Grocery shopping is hard for me too. The lights are bright and I have to navigate around other shoppers and make a lot of decisions. Groceries are heavy, and the cart helps a lot. I suspect a lot of us with balance or walking issues don’t notice how much we lean on them, using the cart as stealth piece of assistive technology.
When this person told me she’s too stubborn to use a scooter; it’s something I’ve heard before and recognize: that’s ableism limiting your choices. There is a lot of stigma against using a scooter. Using a shopping cart is normal; it makes you invisible. Using a scooter, wheelchair, or cane makes you hyper-visible.
In The History of the Shopping Cart by Gwen Sharp, I learned that it wasn’t always so: carts were designed and implemented in part to get people to buy more items, and reduce the number of clerks in stores. An unintentional side effect is that they make walking easier for some of us.
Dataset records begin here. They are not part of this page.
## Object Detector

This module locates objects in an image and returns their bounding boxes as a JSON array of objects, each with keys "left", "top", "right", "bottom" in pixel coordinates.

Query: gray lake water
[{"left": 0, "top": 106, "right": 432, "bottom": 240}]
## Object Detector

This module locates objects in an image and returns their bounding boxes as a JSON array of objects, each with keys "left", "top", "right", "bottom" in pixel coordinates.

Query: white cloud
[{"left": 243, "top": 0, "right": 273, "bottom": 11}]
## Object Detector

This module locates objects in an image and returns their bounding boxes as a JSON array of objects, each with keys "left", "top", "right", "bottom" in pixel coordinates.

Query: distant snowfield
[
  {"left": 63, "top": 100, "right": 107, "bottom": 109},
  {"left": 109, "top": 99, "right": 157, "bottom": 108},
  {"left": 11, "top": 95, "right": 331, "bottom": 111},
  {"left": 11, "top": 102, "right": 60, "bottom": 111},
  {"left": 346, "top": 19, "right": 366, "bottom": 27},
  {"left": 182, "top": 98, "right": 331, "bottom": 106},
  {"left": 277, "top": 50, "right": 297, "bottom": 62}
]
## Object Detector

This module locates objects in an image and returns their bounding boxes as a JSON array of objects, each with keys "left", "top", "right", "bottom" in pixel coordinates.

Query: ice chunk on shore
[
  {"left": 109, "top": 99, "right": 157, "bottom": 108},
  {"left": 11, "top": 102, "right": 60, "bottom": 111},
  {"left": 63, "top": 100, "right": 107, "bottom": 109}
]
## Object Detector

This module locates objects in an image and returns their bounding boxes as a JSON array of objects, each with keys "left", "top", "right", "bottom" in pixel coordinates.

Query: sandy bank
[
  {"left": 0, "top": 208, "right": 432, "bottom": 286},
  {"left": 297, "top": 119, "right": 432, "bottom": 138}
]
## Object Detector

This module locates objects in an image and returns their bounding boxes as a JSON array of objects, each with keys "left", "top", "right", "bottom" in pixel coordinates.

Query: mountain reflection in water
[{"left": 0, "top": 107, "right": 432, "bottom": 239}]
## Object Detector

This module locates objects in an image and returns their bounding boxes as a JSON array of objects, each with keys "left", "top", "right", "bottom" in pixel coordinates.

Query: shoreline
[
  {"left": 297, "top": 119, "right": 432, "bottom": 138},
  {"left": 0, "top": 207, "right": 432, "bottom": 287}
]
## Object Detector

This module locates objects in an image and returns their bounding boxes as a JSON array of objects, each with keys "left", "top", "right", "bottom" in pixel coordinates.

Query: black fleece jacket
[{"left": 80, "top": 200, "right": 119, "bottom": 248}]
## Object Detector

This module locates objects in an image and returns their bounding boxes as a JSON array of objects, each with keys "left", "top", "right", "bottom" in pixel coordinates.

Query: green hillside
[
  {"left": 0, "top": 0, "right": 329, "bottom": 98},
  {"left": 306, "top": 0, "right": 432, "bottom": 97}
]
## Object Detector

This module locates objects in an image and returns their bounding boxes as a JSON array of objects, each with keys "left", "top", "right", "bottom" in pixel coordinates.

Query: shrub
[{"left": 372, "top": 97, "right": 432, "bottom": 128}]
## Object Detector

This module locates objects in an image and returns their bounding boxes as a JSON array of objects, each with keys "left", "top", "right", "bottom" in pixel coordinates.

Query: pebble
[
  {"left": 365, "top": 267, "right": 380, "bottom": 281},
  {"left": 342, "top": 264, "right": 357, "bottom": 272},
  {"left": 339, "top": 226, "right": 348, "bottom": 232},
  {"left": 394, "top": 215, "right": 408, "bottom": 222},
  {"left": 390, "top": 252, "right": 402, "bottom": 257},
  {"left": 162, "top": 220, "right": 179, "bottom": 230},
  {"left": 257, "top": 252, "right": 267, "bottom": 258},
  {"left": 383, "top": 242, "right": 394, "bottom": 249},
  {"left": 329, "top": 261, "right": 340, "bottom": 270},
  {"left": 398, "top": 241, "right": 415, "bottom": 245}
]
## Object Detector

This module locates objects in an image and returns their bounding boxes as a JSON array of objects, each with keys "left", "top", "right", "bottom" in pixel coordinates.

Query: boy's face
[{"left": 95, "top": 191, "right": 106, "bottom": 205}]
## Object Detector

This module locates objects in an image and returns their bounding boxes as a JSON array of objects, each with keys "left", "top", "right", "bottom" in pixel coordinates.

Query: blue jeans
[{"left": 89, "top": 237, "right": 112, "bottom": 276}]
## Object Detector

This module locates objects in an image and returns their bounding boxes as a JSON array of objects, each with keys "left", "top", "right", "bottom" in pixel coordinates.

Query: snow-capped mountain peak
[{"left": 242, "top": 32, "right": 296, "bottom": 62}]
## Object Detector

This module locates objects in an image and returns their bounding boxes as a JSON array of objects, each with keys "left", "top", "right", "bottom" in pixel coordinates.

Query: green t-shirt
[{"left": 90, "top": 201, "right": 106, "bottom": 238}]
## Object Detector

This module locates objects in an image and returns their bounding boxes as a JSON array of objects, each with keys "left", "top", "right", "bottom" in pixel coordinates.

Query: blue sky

Shopping carts where I live are ubiquitous, and easy to liberate from parking lots. Because of their ubiquity, shopping carts are also used by some homeless people as a way to haul and store their things. The carts are durable, weather-proof, and capacious.
My local grocery is located in a poorer section of town; a lot of people walk or take the bus. A fair number of people walk the cart back to their houses, at least when the weather is cooperative. I overheard the young people working at the store talking one day about rounding up lost carts. A couple of employees were to drive around the neighborhood with a pick-up truck and look for stray carts, load them up and take them back to the store. I envisioned the carts like little pack mules, coming home to the barn.
The newer Target in town, located in a neighborhood with a lot more services and a Whole Foods, has shopping carts with anti-theft devices installed. Those mules never get to have adventures.